6. Kapitel

87 10 1
                                    


Adeline

Ich zwang mich ruhig und beständig zu atmen, während Ann neben mir schwärmte, wie toll und gut aussehend dieser Prinz doch sei. Mein Puls raste, obwohl er schon seit Minuten gegangen war. Meine Haut, meine Hand, kribbelte, als hätte ich mich verbrannt, und ich hatte es schwer, zu schlucken. Ich hatte das Gefühl, als würde ich mich jeden Moment auf den Boden schmeißen und dort wie ein Kind weinen. Und tatsächlich hatte ich darüber nachgedacht dieses Drama vorzuspielen, nur um nach oben in mein Gemach zu kommen, die Stimmen und Leute auszublenden, und mich schließlich selbst zu bemitleiden.

»Ann«, sagte ich seufzend und sie hörte auf zu reden. »Es genügt.« Ich nahm mir das zweite Glas Wein, das mir diesmal ein Bediensteter serviert hatte, und trank einen kräftigen Schluck. Zu hören, wie toll dieser Prinz, dieses eigentliche Tier, doch sei, war das allerletzte, was ich an diesem so oder so schon ruinierten Abend wollte.

Sie verschränkte die Arme und meinte: »Tja, vielleicht hätte ich vorhin nicht so viel reden sollen, dann wäre wirklich ein Prinz Oberhässlich hier hereinspaziert und nicht jemand, den die ganze Bevölkerung anhimmeln würde.«

»Warte, jetzt übertreibst du«, meinte ich und machte ein gespielt fassungsloses Gesicht.

»Ich und übertreiben? Pah, das ist überhaupt nicht möglich.« Sie lachte auf und rutschte ein Stück zu mir.

»Nein, natürlich nicht«, meinte ich ironisch und nippte ein weiteres Mal am Glas. »Sag, du begleitest mich doch an den Hof meines Ehemannes, wenn ich geheiratet habe, oder nicht?«, fragte ich Ann nach einer Weile, die dem bunten Treiben auf der Tanzfläche zuschaute.

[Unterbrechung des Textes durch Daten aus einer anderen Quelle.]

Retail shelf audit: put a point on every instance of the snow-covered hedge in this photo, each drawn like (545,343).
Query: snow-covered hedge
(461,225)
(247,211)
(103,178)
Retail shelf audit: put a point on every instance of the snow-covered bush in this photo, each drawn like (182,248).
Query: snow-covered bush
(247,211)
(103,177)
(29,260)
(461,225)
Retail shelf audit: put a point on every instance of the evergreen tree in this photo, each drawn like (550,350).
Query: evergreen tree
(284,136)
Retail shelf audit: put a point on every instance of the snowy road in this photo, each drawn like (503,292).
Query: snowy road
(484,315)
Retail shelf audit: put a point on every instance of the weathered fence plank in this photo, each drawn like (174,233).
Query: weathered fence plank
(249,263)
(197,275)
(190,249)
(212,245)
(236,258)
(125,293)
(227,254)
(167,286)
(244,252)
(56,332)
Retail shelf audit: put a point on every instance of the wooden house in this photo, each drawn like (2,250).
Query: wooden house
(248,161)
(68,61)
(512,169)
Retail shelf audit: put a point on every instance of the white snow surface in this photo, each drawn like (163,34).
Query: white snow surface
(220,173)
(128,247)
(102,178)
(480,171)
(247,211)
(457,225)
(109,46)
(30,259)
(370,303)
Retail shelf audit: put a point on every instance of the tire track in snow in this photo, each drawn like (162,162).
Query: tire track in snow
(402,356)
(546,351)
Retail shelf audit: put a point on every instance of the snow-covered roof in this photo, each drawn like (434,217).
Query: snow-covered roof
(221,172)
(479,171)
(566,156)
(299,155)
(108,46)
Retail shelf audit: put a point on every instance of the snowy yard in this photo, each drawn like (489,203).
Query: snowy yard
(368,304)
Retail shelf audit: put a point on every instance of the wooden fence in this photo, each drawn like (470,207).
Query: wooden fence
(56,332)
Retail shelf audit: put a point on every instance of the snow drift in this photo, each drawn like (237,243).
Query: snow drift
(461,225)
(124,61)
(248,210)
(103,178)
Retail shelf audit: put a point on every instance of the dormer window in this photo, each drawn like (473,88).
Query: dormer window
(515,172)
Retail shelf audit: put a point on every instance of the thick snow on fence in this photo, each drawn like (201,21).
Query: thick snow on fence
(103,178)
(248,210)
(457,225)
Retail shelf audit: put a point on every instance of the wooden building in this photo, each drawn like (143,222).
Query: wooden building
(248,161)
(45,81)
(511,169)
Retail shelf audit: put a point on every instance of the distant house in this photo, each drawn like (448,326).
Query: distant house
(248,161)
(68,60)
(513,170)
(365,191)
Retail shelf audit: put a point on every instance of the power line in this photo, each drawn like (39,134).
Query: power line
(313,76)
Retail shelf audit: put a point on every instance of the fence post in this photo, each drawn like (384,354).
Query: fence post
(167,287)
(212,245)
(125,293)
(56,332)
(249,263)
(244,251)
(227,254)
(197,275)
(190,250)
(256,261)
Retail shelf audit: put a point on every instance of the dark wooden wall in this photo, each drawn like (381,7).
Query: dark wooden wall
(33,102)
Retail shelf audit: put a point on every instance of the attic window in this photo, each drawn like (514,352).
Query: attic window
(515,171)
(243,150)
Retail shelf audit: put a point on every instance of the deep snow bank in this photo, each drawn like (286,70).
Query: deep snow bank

Sie lachte und schupste mich ein Stück an. »Aber natürlich werde ich mitkommen. Immer. Als würde ich dich allein irgendwo hinziehen lassen. Und wenn du zu Prinz Ethan an den Hof kommst, oh, glaub mir, dann werde ich dich sogar zwingen mich mitzunehmen.«

Ich musste auch lachen. »Danke, Ann.«

»Für was?« Fragend betrachtete sie mein Gesicht.

»Einfach für alles.«

Ihr Lächeln wurde breiter und herzlicher, als sie mich in den Arm nahm und drückte. Sie roch vertraut nach Vanille und ich schlang die Arme um ihren Körper und zog sie an mich. Ann war das, was ich in solchen Situationen brauchte, in denen ich verzweifelt war und nicht mehr weiter wusste. Sie war mein halbes Herz und unterstützte mich auf jede erdenkliche Weise. Und dafür war ich ihr sehr verbunden.

»Adeline?« Ich entließ Ann und blickte zu der Person empor, die vor mir stand. Vater.

Ann stand auf, machte einen Knicks und verschwand hinter Vater. Sie zwinkerte mir zu und lächelte einmal, um mir zu sagen, dass ich das schon mache. Dass ich es schaffe, egal, was es sei.

»Ja, Vater?« Ich wollte aufstehen, aber er sagte mir mit einer einfachen Handbewegung, dass dies nicht nötig sei.

Der König richtete seinen vornehmen, königlichen Anzug und setzte sich dann zu mir auf die Chaiselongue. Er stützte die Hände auf die Knie und sah mich eindringlich an. »Wie ist Prinz Ethan. Gefällt er dir?«

Mein Herz zog sich zusammen und ich biss mir auf die Unterlippe. Nur nichts Falsches sagen, sagte ich mir und schluckte stark. »Ich weiß nicht, Vater, auf was du hinausmöchtest«, wich ich seiner Frage aus.

Er nickte bedacht und meinte: »Ich möchte von dir wissen, Adeline, ob der Prinz von Anglaiys eine Wahl für dich wäre. Immerhin haben wir gute Verbindungen zu der Familie Andine und der Prinz scheint mir auch ein Gentleman zu sein.« Vater lachte kurz auf.